Petitioner - Appellant, 3:22-cv-02058-WQH-MMP
v.
MEMORANDUM*
MARTIN GAMBOA, Warden, Avenal
State Prison; ROB BONTA, Attorney
General, State of California,
Respondents - Appellees.
Appeal from the United States District Court
for the Southern District of California
William Q. Hayes, District Judge, Presiding
Argued and Submitted September 15, 2025
Pasadena, California
Before: CLIFTON, IKUTA, and LEE, Circuit Judges.
Luke Noel Wilson appeals the district court’s denial of his 28 U.S.C. § 2254
habeas corpus petition. Wilson was convicted of one count of oral copulation of a
child ten years old or younger and three counts of lewd acts upon a child in violation
of California Penal Code § 288.7(b) and § 288(a). We have jurisdiction under 28
*
This disposition is not appropriate for publication and is not precedent
except as provided by Ninth Circuit Rule 36-3.
U.S.C. § 2253, and we affirm.
We review the district court’s denial of a petition for a writ of habeas corpus
de novo and may affirm on any ground supported by the record. Varghese v. Uribe,
736 F.3d 817, 822–23 (9th Cir. 2013). The Antiterrorism and Effective Death
Penalty Act (AEDPA) governs § 2254 habeas petitions filed after 1996. See id. at
823. Under AEDPA, we may only grant relief if the petitioner shows that “the state
court’s decision (1) ‘resulted in a decision that was contrary to, or involved an
unreasonable application of, clearly established Federal law, as determined by the
Supreme Court of the United States’ or (2) ‘resulted in a decision that was based on
an unreasonable determination of the facts in light of the evidence presented in the
State court proceeding.’” Id. (quoting 28 U.S.C. § 2254(d)).
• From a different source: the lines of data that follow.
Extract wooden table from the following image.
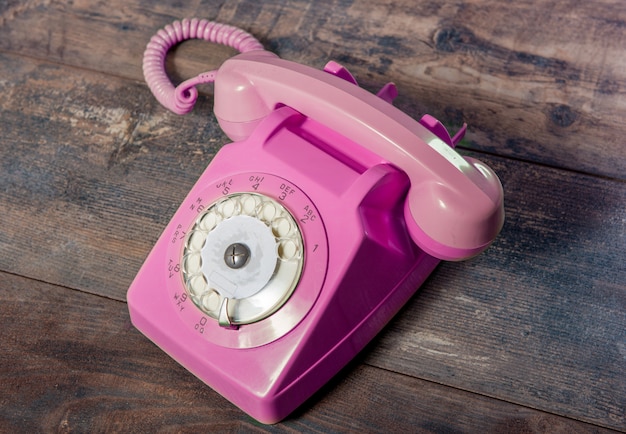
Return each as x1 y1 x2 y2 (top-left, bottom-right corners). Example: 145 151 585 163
0 0 626 433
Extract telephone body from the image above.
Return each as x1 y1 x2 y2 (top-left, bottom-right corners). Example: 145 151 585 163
128 22 504 423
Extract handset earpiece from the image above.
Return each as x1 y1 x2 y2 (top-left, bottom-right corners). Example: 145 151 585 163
214 51 504 260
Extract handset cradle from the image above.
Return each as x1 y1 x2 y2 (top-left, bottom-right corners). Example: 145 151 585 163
214 50 504 260
127 20 504 423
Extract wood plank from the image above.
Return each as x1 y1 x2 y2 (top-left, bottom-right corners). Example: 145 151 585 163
0 273 606 433
0 55 626 429
0 0 626 179
368 159 626 430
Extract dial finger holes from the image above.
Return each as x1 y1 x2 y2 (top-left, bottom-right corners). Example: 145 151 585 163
272 217 293 238
200 289 221 312
198 211 221 232
187 273 207 297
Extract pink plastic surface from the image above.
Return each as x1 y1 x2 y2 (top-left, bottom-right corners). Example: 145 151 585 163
128 107 439 423
128 20 504 423
215 51 504 260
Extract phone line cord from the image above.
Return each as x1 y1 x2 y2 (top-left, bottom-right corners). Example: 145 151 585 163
143 18 264 115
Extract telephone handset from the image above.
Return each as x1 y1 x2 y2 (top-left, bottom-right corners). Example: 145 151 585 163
127 19 504 423
214 51 504 260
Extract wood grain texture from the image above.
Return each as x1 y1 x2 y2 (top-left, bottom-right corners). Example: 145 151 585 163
0 0 626 432
0 0 626 179
0 273 616 433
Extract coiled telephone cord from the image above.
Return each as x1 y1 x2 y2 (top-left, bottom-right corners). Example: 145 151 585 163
143 18 264 115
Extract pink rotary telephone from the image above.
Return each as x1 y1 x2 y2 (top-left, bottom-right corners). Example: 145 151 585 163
128 19 504 423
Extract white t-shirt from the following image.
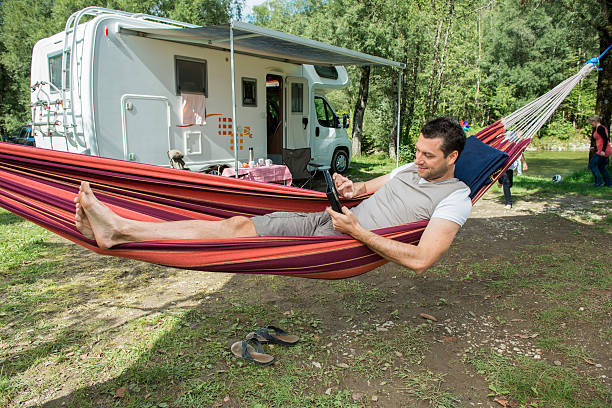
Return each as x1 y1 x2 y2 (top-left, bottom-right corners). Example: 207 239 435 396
389 163 472 226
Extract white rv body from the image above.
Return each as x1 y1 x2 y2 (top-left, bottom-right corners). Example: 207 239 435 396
31 9 351 171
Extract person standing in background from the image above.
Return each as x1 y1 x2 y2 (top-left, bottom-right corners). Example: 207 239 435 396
589 115 612 187
499 154 528 210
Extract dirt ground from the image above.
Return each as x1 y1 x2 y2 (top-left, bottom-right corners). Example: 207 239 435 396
22 190 612 407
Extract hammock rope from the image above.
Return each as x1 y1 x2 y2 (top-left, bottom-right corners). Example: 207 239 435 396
0 59 596 279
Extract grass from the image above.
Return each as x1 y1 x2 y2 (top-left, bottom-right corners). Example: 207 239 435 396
466 351 609 408
0 151 612 408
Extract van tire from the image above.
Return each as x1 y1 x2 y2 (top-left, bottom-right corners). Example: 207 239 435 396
331 149 348 174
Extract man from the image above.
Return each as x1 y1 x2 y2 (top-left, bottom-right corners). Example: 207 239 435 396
589 115 612 187
75 118 471 273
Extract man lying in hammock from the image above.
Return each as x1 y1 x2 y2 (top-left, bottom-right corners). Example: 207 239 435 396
75 117 472 273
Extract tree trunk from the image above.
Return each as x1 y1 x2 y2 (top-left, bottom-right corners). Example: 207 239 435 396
352 65 371 156
404 41 421 135
389 73 400 159
595 0 612 129
474 11 482 109
423 18 444 120
431 0 455 116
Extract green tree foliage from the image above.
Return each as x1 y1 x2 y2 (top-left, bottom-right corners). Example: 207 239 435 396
0 0 239 132
0 0 612 154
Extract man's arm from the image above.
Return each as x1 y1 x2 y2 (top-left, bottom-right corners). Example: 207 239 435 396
333 173 391 198
327 207 460 274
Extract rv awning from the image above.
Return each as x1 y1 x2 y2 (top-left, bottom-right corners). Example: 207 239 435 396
120 22 406 69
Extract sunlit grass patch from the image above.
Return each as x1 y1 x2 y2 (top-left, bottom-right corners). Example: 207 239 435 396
398 370 462 408
465 351 612 408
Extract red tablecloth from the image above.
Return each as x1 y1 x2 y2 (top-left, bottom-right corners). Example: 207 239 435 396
222 164 293 186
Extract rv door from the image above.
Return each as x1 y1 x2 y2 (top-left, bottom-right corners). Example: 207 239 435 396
285 77 310 149
121 95 171 166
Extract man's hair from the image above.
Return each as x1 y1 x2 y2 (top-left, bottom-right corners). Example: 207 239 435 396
421 116 465 158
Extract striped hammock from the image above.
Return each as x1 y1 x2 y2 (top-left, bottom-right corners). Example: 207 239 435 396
0 64 596 279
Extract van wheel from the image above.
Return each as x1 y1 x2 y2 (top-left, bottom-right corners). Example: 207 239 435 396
331 149 348 174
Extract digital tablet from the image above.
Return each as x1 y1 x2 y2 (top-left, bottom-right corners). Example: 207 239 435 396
323 170 342 214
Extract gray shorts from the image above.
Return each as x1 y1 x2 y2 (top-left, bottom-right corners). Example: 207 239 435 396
251 211 340 237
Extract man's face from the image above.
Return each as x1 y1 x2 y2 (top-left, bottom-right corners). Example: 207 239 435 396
414 134 458 181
1. Ineffective assistance of counsel (IAC) claim. Wilson’s IAC claim against
his trial counsel does not warrant federal habeas relief. To prevail on a claim for
IAC, Wilson must show that the state courts either unreasonably determined the facts
of his case or unreasonably applied Strickland v. Washington, which requires both
deficient performance by counsel and prejudice from the error. 466 U.S. 668, 687
(1984). As to prejudice, this requires showing that every fairminded jurist would
conclude there was a reasonable probability of a different outcome at trial but for the
error. See Shinn v. Kayer, 592 U.S. 111, 121 (9th Cir. 2020).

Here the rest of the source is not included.